You might just want to get some pleasurable exercise by joining her for a couple of medieval dance practices. People who attend don’t have to perform at the faire. “That’s fine, just come, learn and enjoy,” she says.
So how did Ann Dugmore become Elizabeth of Elmeslac - the medieval name she has taken?
We need to go back to Ann’s childhood in England, where she learned traditional folk dancing. “Then you go on living and don’t go back to it.” Not until your 12-year-old goes to a medieval club in Whangarei and wants to learn about sword fighting. “I sat on the sideline watching him for five minutes and then thought, what the hell, I will get involved.”
The club was wall-to-wall men and she sensed an opportunity - dancing.
“Dancing was important in medieval times,” she says. “It was one of the rare occasions you could legitimately lay your hands on a woman.
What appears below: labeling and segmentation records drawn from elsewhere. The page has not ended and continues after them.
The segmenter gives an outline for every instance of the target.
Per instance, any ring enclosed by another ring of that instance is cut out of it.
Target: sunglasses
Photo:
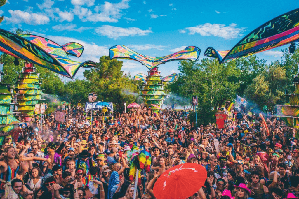
[[[71,192],[62,192],[61,193],[62,195],[68,195]]]
[[[53,185],[54,184],[54,183],[53,183],[46,184],[46,186],[53,186]]]

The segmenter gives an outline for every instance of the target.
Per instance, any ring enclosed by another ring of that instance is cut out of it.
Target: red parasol
[[[162,174],[154,186],[157,199],[186,199],[200,189],[207,179],[207,171],[201,165],[185,163]]]
[[[136,104],[136,103],[132,103],[132,104],[129,104],[128,105],[127,107],[128,108],[139,108],[140,107],[140,105],[138,104]]]

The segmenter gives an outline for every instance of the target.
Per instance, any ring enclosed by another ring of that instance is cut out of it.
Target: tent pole
[[[133,199],[135,199],[136,198],[136,194],[137,194],[137,185],[138,183],[138,176],[139,175],[139,170],[137,169],[136,171],[136,178],[135,180],[135,186],[134,187],[134,196],[133,197]]]

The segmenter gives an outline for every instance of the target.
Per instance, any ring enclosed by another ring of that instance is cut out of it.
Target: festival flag
[[[246,106],[247,104],[247,101],[244,99],[237,95],[237,98],[236,100],[236,104],[242,104],[244,106]]]

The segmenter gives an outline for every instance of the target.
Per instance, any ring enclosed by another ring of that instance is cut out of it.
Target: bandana
[[[79,169],[78,170],[78,171],[76,172],[76,174],[77,174],[77,173],[83,173],[83,170],[80,169]]]

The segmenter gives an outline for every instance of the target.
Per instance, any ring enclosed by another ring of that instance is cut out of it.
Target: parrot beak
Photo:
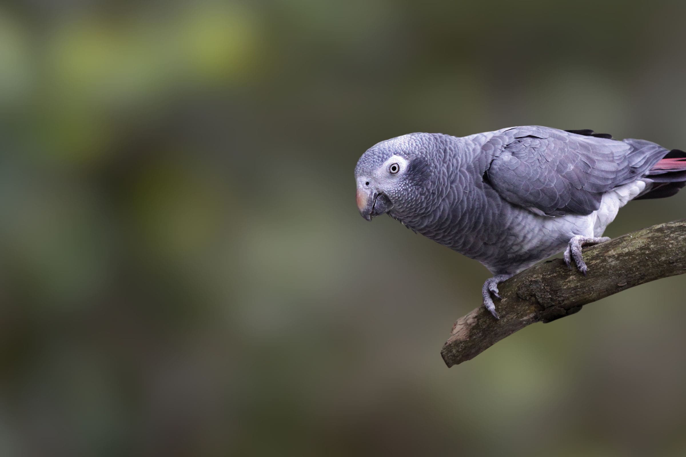
[[[378,192],[357,189],[357,199],[359,214],[368,221],[393,209],[393,203],[388,197]]]

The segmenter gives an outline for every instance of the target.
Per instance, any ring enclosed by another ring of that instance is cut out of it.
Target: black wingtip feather
[[[681,149],[672,149],[667,155],[665,156],[663,159],[678,159],[682,157],[686,157],[686,152],[682,151]]]
[[[595,136],[595,138],[604,138],[608,140],[612,139],[612,135],[610,134],[597,134],[591,129],[583,129],[582,130],[565,130],[565,132],[569,132],[570,134],[576,134],[577,135],[583,135],[584,136]]]

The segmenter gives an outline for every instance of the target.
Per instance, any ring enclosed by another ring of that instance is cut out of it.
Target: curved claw
[[[484,286],[481,289],[482,296],[484,298],[484,306],[486,309],[488,310],[488,312],[493,315],[497,319],[499,319],[500,317],[498,313],[495,311],[495,304],[493,303],[493,299],[491,298],[491,294],[493,297],[497,299],[500,299],[500,295],[499,295],[499,291],[498,291],[498,284],[502,282],[505,280],[510,277],[511,275],[497,275],[493,276],[493,277],[489,277],[484,283]]]
[[[610,240],[607,236],[599,236],[591,238],[588,236],[572,236],[567,244],[567,249],[565,249],[565,263],[569,268],[571,268],[571,260],[574,260],[576,268],[584,276],[588,274],[589,267],[584,262],[584,256],[581,253],[582,246],[592,246],[600,243],[604,243]]]

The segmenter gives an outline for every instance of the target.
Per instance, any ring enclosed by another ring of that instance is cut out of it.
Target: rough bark
[[[638,230],[583,252],[588,276],[556,259],[500,284],[502,299],[495,301],[500,320],[483,306],[458,319],[440,351],[446,365],[471,360],[535,322],[550,322],[630,287],[686,273],[686,219]]]

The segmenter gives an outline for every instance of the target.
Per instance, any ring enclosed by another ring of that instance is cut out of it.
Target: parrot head
[[[382,141],[368,149],[355,167],[357,208],[362,217],[392,211],[391,215],[421,214],[431,192],[443,148],[440,134],[410,134]]]

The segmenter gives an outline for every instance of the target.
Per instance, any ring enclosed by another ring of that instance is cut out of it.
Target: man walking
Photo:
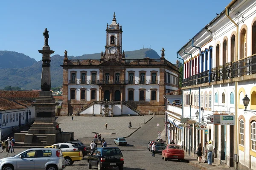
[[[154,142],[152,145],[152,156],[154,158],[154,155],[156,153],[156,145],[155,144]]]
[[[204,152],[204,157],[205,157],[205,161],[204,161],[204,163],[207,163],[207,153],[208,153],[208,151],[207,150],[207,145],[208,145],[208,141],[205,141],[205,147],[204,147],[204,148],[205,148],[205,151]]]
[[[208,150],[208,165],[212,165],[212,152],[213,151],[213,146],[212,144],[212,142],[209,141],[209,144],[207,146]]]

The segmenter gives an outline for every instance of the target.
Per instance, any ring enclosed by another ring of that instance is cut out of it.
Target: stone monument
[[[36,99],[35,103],[33,103],[35,108],[35,119],[28,133],[25,135],[25,143],[54,144],[70,141],[71,137],[70,133],[60,133],[59,130],[56,129],[57,123],[55,122],[55,108],[58,104],[56,103],[50,91],[50,55],[54,51],[51,50],[48,45],[49,35],[47,28],[45,28],[43,35],[44,45],[42,50],[38,50],[43,55],[42,90],[39,92],[39,96]]]

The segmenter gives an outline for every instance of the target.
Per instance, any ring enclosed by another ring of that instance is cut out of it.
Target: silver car
[[[65,159],[60,149],[32,148],[0,159],[0,170],[61,170]]]

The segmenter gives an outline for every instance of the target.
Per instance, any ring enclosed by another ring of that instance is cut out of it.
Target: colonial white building
[[[164,51],[161,58],[126,59],[122,25],[116,23],[115,14],[106,31],[105,52],[100,60],[68,60],[65,52],[61,114],[164,113],[162,96],[177,90],[178,68],[165,59]]]
[[[181,117],[208,123],[213,114],[235,118],[234,125],[208,124],[207,131],[197,124],[183,128],[182,144],[191,154],[211,140],[218,164],[256,169],[256,1],[234,0],[177,52],[184,61]],[[252,111],[244,111],[246,94]]]

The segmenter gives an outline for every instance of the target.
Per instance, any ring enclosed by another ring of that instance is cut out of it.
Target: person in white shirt
[[[153,157],[154,157],[154,155],[156,153],[156,145],[155,144],[154,142],[152,145],[152,156]]]
[[[207,150],[208,150],[207,158],[208,165],[212,165],[212,152],[213,152],[213,146],[212,144],[212,142],[209,141],[209,144],[207,145]]]
[[[93,141],[92,141],[92,143],[91,143],[90,147],[91,149],[91,155],[93,155],[93,150],[96,147],[96,144],[93,142]]]

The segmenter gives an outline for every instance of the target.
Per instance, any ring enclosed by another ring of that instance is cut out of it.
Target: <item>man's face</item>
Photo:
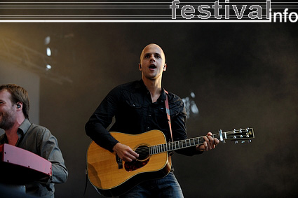
[[[11,94],[6,90],[0,91],[0,128],[11,129],[15,119],[15,108],[11,100]]]
[[[141,55],[140,71],[142,76],[148,79],[161,78],[166,69],[165,55],[163,50],[156,44],[146,46]]]

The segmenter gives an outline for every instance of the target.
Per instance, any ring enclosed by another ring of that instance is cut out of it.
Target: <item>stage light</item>
[[[44,44],[46,45],[48,45],[50,43],[50,36],[48,36],[46,37],[46,38],[44,38]]]
[[[48,64],[46,65],[46,71],[49,71],[49,70],[50,70],[50,69],[52,69],[52,66]]]
[[[46,48],[46,55],[48,55],[48,57],[50,57],[50,55],[52,55],[52,51],[50,50],[50,48]]]

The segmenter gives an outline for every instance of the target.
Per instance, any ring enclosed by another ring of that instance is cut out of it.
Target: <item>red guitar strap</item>
[[[172,140],[172,141],[173,141],[173,140],[172,140],[172,127],[171,127],[171,124],[170,124],[169,100],[168,100],[168,94],[169,93],[167,91],[165,91],[165,92],[166,93],[166,94],[165,94],[165,111],[167,113],[168,122],[169,123],[169,128],[170,128],[171,140]]]

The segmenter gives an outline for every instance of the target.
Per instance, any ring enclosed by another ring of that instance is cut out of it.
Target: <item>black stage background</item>
[[[189,137],[247,127],[255,132],[250,143],[175,154],[185,197],[298,195],[297,24],[0,23],[0,33],[42,52],[50,35],[50,72],[72,80],[41,78],[39,124],[58,139],[69,171],[56,197],[83,197],[90,142],[84,125],[111,88],[140,78],[140,54],[150,43],[165,53],[163,87],[182,98],[196,94],[199,115],[187,121]],[[101,197],[90,183],[86,197]]]

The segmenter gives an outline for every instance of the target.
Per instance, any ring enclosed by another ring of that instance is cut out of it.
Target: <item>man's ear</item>
[[[165,71],[165,70],[167,70],[167,64],[166,63],[163,65],[163,71]]]

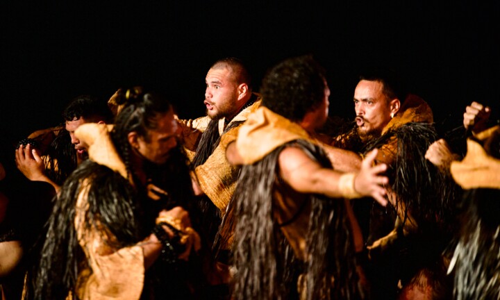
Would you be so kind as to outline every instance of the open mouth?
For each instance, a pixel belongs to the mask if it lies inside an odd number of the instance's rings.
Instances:
[[[358,127],[360,127],[360,126],[365,125],[365,120],[360,117],[356,117],[356,125],[358,125]]]
[[[208,110],[212,110],[212,109],[213,108],[213,105],[212,103],[210,103],[210,102],[208,102],[208,101],[205,100],[203,101],[203,103],[205,103],[205,106],[206,106]]]

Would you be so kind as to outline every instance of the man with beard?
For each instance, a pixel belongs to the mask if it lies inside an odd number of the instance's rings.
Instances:
[[[76,128],[85,123],[109,124],[112,119],[106,101],[89,95],[72,100],[62,117],[64,126],[32,133],[19,143],[15,153],[17,168],[28,179],[49,183],[56,191],[88,156],[74,135]]]
[[[362,155],[378,148],[375,161],[388,166],[390,178],[387,208],[372,199],[354,201],[366,241],[367,256],[360,257],[367,259],[372,297],[395,299],[402,293],[446,299],[450,290],[442,279],[440,253],[451,238],[457,189],[449,174],[424,157],[438,139],[432,111],[385,68],[360,77],[353,101],[356,126],[333,144]]]
[[[114,126],[76,129],[89,159],[55,201],[35,299],[201,299],[201,267],[190,263],[200,247],[194,194],[174,115],[145,93],[128,99]]]
[[[312,57],[273,67],[261,91],[262,106],[226,151],[231,163],[243,165],[231,206],[234,298],[357,299],[343,199],[372,196],[385,205],[388,178],[378,174],[385,166],[372,166],[374,151],[360,172],[333,169],[312,135],[328,116],[330,90]]]
[[[205,81],[203,103],[207,115],[194,120],[179,120],[179,125],[181,140],[191,158],[195,192],[204,194],[199,198],[203,213],[202,224],[209,242],[214,244],[214,255],[222,274],[221,279],[214,277],[216,284],[230,280],[226,266],[229,264],[232,229],[219,227],[222,217],[231,217],[225,215],[240,169],[227,162],[225,149],[260,101],[258,95],[252,92],[247,69],[238,58],[215,62]]]

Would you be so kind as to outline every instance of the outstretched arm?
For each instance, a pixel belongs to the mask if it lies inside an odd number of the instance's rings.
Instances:
[[[460,156],[453,153],[450,150],[448,143],[443,139],[438,140],[431,144],[425,158],[443,171],[449,171],[451,162],[460,158]]]
[[[465,108],[464,112],[464,127],[473,132],[480,132],[486,129],[486,122],[490,118],[491,110],[488,106],[474,101]]]
[[[19,146],[15,151],[15,161],[17,169],[28,179],[49,183],[56,189],[56,192],[59,192],[60,186],[45,174],[45,163],[38,151],[30,144]]]
[[[324,168],[295,147],[283,149],[278,163],[281,178],[297,192],[323,194],[335,198],[372,197],[385,206],[385,190],[381,185],[388,183],[388,178],[379,173],[387,167],[384,164],[373,166],[376,156],[376,150],[370,152],[362,161],[360,171],[354,174]],[[346,189],[346,185],[351,186]]]

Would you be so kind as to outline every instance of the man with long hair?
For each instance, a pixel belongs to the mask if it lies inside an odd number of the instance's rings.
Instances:
[[[344,199],[372,196],[383,205],[376,150],[359,172],[332,169],[312,134],[328,112],[324,70],[310,56],[274,67],[262,104],[249,116],[229,162],[243,165],[235,198],[234,297],[360,297],[353,238]],[[292,287],[299,286],[299,290]]]
[[[110,132],[97,124],[75,131],[90,159],[55,201],[35,299],[198,298],[190,258],[200,240],[173,109],[154,93],[126,101]]]

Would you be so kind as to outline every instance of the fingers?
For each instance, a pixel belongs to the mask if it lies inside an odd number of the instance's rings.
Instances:
[[[388,203],[387,199],[385,199],[385,190],[383,188],[381,188],[381,191],[380,192],[374,193],[374,194],[372,195],[373,199],[375,199],[377,202],[378,202],[378,204],[381,205],[382,206],[386,206]]]
[[[37,162],[40,163],[42,162],[42,157],[38,153],[38,151],[35,149],[33,149],[31,150],[31,155],[33,156],[33,158],[36,160]]]
[[[376,157],[378,153],[378,149],[374,149],[371,151],[368,152],[366,156],[365,156],[365,159],[363,159],[362,162],[361,162],[362,167],[372,166],[375,161],[375,158]]]

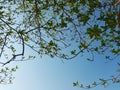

It was considered training for knights, because it gave them light footwork to complement their sword fighting skills, and it gave young women an opportunity to show off their figures.
“Forget the idea dancing is only for the young! It has excellent health benefits, keeping your body and mind active and most of all it is fun.”
Ann wants to rekindle that enjoyment. “A lot of medieval dancing is not choreographed – it can be very repetitive and you are just jigging along in time to the music. It’s almost hypnotic, almost spiritual.”
If people are brave enough to wear traditional costumes and dance at the faire, then that would be great. So if you would like to dally a while somewhere between the 5th and 15th centuries, then give Ann (or Elizabeth of Elmeslac) a call on: (07) 578 1919 or message her via: firstname.lastname@example.org
And finally, a glossary for the mildly confused. A wimple is a cloth head dress formerly worn by women and still worn by some nuns. A psaltery is a stringed instrument like a harp and played with the fingers rather than a plectrum. A lute was the instrument of kings and queens, like a mandolin, and the dulcimer is a percussion stringed instrument.